There is strong political demand to demonstrate the outcomes and impacts of aid for trade. This pressure has increased in light of the significant amount of aid that has been directed toward this area of development co-operation since the launch of the Aid-for-Trade Initiative in 2005. In response, the OECD (the DAC and the Trade Committee) has agreed to develop a menu of a limited set of indicators to measure the performance of aid-for-trade interventions towards quantifiable targets and objectives and to take this work to the country level through a series of country case studies in a number of select partner countries. These include Bangladesh, Colombia, Ghana, Rwanda, Solomon Islands and Vietnam. This OECD Study is being carried out in close collaboration with the World Trade Organisation (WTO) and with the financial support of the European Union.
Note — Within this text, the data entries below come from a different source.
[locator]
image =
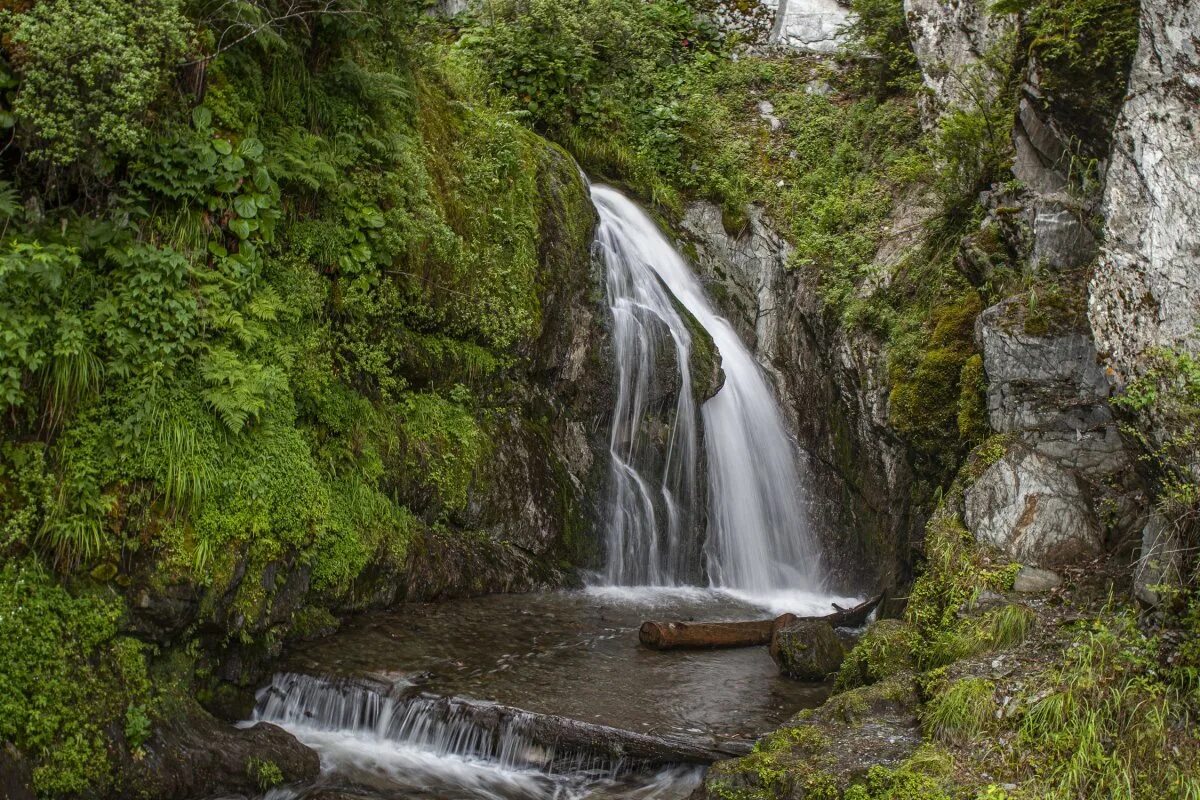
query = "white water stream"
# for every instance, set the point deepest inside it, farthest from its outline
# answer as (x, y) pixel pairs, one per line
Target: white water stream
(751, 541)
(757, 543)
Members have strongly emphasised the prerogative of partner countries to set their own trade-related targets and objectives (i.e. they are country ‘owned’) as part of their broader development strategies. This implies that the case studies should be demand driven and that case-study countries should be intimately involved in conducting the studies. Furthermore, donors present in the partner country should also be involved from the start of the project.
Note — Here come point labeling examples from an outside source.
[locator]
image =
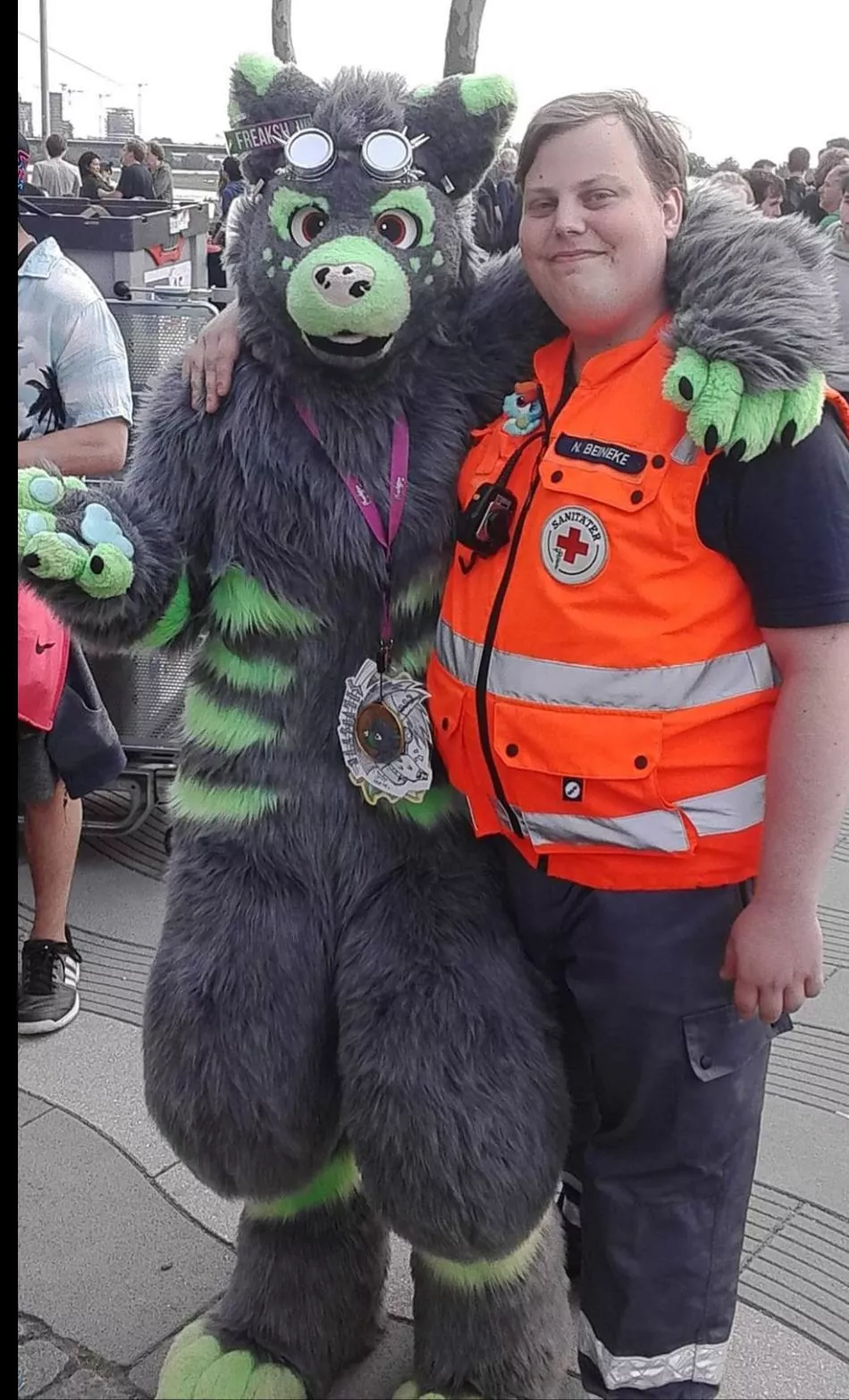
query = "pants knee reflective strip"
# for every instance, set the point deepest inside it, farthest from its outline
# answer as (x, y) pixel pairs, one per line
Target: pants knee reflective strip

The OECD Study has received strong support from the WTO Members as highlighted in the concluding remarks of the Director-General of the WTO Pascal Lamy to the Third Global Review of Aid for Trade where he stated that: “We must take monitoring and evaluation down to the country and regional level and redouble efforts with the OECD to develop a menu of meaningful performance indicators which partners and donors alike can use for planning and implementation.”
The outcome document of the Busan Partnership for Effective Development Co-operation also emphasised the need for progress in this area when it concluded that: “(…) country‐led and country‐level results frameworks and platforms will be adopted as a common tool among all concerned actors to assess performance based on a manageable number of output and outcome indicators drawn from the development priorities and goals of the developing country. Providers of development cooperation will minimise their use of additional frameworks, refraining from requesting the introduction of performance indicators that are not consistent.”
The conclusions of the joint OECD-WTO Dialogue on Aid for Trade in Busan further detailed the challenges ahead and stressed that aid would need to be managed better to achieve trade and development results in a manner that would strengthen aid effectiveness and contribute to the ongoing process of prioritising trade within the evolving aid dialogue.
The purpose of this OECD Study is to provide the aid-for-trade community with good practices in designing and introducing results frameworks for aid-for-trade projects and programmes based on country-defined quantifiable targets and a menu of limited number of indicators to measure performance (i.e. outcomes and impacts). The case studies will identify the targets and performance indicators used in the country and discuss options to introduce or improve these measurement frameworks to strengthen transparency and mutual accountability.
A greater focus on results must not, however, lead to a proliferation of individual donor systems to define and measure performance. Thus, the results frameworks should be based on country systems, which would allow for the tracking of progress (results) at sector and country-level, and at the same time, contribute to fulfilling mutual accountability requirements. Such an approach would help advancing the aid effectiveness principles and the outcome of the Fourth High Level Forum on Aid Effectiveness in Busan.
More specifically, practical country-based approaches for managing aid to achieve trade and development results will increase transparency and objectivity of decision making, promoting alignment of donors with partner country’s trade-related objectives and targets, reducing parallel results reporting processes, increasing mutual accountability and allow for country comparisons.
Such an outcome would also allow making progress in strengthening the usefulness of the aid-for-trade country factsheets, which are part of the joint OECD-WTO aid-for-trade monitoring and evaluation framework. In addition, the country case study would also provide input for a discussion on the type of trade-related goals that could be introduced at the country level in the period after the ‘rendezvous’ on the Millennium Development Goals in 2015.